Last year's podium | © F. Ossola/Trofeo Binda

Year after year, some races come, some other go, some even get some sort of revamp to keep going. However, the Trofeo Alfredo Binda always stays without noticeable changes. First as part of the World Cup, now as the third event of the Women’s World Tour. Maybe it doesn’t change because it doesn’t need it. Not many races offer the same balance: sometimes there’s a thin line between favouring different types of riders and the Trofeo Binda apparently sits right in the middle: both sprinters and climbers can win it and have won it.

There’s no need to look far to prove this: climber Kasia Niewiadoma won in 2018, whereas sprinter Coryn Rivera was the fastest in 2017. Admittedly, Rivera has often shown some all-rounder abilities, but that was her first big win at international level and got it by beating everyone else in a group of almost 30 riders.

Another cool thing about this race is that they also organise a competition for the junior riders. It’s called Trofeo da Moreno.

The course

As said before, it’s the same classic course that everybody already knows, including the bigger climb to Cunardo in the first half of the race and then the four laps around Cittiglio, for a total of 132 kilometres.

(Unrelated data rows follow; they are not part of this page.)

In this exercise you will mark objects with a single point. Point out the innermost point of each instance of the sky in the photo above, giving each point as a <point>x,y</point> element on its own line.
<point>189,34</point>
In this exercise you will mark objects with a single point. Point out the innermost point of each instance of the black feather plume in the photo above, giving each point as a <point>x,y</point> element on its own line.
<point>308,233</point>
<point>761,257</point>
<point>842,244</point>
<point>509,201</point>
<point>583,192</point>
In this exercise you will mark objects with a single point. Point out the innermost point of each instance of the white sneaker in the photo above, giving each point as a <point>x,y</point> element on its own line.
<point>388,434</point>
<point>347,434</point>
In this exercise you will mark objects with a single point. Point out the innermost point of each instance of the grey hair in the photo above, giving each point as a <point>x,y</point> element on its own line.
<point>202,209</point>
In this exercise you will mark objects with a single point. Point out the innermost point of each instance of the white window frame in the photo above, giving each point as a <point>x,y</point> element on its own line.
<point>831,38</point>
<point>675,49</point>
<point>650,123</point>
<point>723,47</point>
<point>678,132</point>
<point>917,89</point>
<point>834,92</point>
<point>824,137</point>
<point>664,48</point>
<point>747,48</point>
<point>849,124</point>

The main feature of the circuit is the Orino climb. It’s not steep overall, but the gradients are uneven and some short sections are hard enough for the strongest riders uphill to make a difference. A shorter, uncategorized hill placed earlier in the circuit it’s usually a good place for the attackers too.

The descent, while not overly technical, tends to be quite decisive, as the gaps on the top are rarely big. This is perhaps why some consider this race as some short of women’s Milano-Sanremo, especially now that the extinct Primavera Rosa is just a distant memory: it offers a similar balance between the puncheurs/climbers and the fast finishers, and it’s of course held in Italy and ridden during the same weekend. In fact, last year’s winner Kasia Niewiadoma said that Vincenzo Nibali’s succesful attack on the Poggio last year at the ‘Classicisima’ inspired her to try the same on the slopes of Orino.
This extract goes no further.